You’ve obviously watched Aquinas a ton. How would you describe what they do?

Their offensive line is very good. They’re big. They run the zone option, run some iso, throw it when they need to throw it. They’ve got some good receivers, two quarterbacks. One can beat you with his legs a little bit more, one’s more of a thrower. They know what they’re doing. The coaches know what looks they’re going to get, what adjustments they need to make. Defensively, they’re sound. They don’t make mistakes. If they do make mistakes, they’re going to make an adjustment and not make it again. It’s exciting to coach against them. Our players are excited and our coaches are excited.

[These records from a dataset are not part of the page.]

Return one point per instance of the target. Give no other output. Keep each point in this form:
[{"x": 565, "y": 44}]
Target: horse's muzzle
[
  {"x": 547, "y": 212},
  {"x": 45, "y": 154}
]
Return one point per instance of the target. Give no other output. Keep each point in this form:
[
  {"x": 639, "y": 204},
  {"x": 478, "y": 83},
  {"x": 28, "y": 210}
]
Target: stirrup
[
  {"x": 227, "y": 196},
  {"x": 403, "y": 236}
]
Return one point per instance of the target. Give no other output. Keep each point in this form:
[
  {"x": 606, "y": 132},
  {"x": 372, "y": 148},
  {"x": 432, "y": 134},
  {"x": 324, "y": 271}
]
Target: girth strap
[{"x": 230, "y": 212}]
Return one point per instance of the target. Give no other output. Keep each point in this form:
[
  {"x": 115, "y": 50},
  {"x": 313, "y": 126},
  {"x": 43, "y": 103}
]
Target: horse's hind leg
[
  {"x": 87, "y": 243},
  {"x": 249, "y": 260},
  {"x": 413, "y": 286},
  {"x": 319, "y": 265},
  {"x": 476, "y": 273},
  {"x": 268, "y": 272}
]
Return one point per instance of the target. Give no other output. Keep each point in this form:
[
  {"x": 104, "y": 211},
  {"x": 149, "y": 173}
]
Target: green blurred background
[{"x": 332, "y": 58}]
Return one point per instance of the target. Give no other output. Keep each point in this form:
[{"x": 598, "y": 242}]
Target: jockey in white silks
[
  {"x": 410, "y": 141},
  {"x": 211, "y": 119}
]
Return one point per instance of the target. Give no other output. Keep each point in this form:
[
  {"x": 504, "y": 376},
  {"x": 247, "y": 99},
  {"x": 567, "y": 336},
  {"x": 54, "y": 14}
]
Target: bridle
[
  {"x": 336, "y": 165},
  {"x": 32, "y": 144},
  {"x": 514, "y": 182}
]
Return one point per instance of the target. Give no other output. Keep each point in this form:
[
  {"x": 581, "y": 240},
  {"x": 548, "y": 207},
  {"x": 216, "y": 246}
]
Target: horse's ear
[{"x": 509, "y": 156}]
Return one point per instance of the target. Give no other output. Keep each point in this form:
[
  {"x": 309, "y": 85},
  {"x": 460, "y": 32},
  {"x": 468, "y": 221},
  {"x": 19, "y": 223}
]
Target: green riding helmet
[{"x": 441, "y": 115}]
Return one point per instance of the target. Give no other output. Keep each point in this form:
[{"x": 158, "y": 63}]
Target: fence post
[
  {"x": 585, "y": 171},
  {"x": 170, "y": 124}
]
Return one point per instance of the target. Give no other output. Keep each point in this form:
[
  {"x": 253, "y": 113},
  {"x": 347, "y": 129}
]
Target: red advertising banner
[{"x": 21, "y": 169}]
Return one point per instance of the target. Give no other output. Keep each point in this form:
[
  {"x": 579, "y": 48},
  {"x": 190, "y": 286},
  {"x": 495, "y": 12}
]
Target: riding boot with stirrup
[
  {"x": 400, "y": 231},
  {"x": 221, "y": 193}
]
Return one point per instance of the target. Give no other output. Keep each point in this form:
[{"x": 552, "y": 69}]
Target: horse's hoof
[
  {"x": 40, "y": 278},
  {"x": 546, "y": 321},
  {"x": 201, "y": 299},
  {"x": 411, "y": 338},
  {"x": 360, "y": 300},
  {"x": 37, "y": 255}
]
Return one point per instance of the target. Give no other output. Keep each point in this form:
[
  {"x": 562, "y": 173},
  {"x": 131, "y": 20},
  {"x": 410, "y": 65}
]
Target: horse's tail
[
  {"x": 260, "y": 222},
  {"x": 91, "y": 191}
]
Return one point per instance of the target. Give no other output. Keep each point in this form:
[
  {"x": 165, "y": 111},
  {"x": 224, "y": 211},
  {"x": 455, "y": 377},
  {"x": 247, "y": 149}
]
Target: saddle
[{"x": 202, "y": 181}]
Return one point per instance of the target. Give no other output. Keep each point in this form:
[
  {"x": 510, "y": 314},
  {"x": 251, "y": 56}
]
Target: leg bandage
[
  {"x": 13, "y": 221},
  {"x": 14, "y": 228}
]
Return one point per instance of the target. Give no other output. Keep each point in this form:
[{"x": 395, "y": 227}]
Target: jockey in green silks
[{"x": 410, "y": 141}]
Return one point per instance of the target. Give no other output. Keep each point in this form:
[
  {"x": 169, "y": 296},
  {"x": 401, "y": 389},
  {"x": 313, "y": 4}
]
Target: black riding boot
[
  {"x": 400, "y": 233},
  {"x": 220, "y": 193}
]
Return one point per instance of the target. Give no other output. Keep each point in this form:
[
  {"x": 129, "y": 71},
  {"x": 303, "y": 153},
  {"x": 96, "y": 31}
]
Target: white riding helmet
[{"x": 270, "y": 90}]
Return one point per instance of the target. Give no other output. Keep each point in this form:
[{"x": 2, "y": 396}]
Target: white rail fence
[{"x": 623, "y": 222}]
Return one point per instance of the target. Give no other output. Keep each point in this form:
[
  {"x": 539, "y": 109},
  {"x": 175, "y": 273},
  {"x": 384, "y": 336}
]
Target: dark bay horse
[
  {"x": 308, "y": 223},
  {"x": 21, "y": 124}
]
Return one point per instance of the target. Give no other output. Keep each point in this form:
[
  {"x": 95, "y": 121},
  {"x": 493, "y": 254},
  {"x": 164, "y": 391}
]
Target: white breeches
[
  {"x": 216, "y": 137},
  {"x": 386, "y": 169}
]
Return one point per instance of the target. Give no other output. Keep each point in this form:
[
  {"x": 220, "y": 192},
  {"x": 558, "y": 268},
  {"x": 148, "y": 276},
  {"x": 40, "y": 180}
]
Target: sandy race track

What do you remember about the last time you played them [2004 Class 5A regional final, the only time the teams have met]?

We lost 10-7.

It was the third round of the playoffs.

I remember … it was typical, I think they had all five offensive linemen go Division 1. Two to Notre Dame, one to Florida. They all went Division 1. They had a couple Division 1 receivers. We had a chance to take the lead with a touchdown to go up 14-7. It got called back on the holding penalty. I think we were up 7-3, late in the fourth quarter our corner got hurt – he’s actually coaching for me right now – and we brought in another corner and he got beat on a waggle route on a post corner. I remember everything about it.

They ended up scoring a touchdown and beat us 10-7. It was a great game. A really good game. They ended up going to the state championship.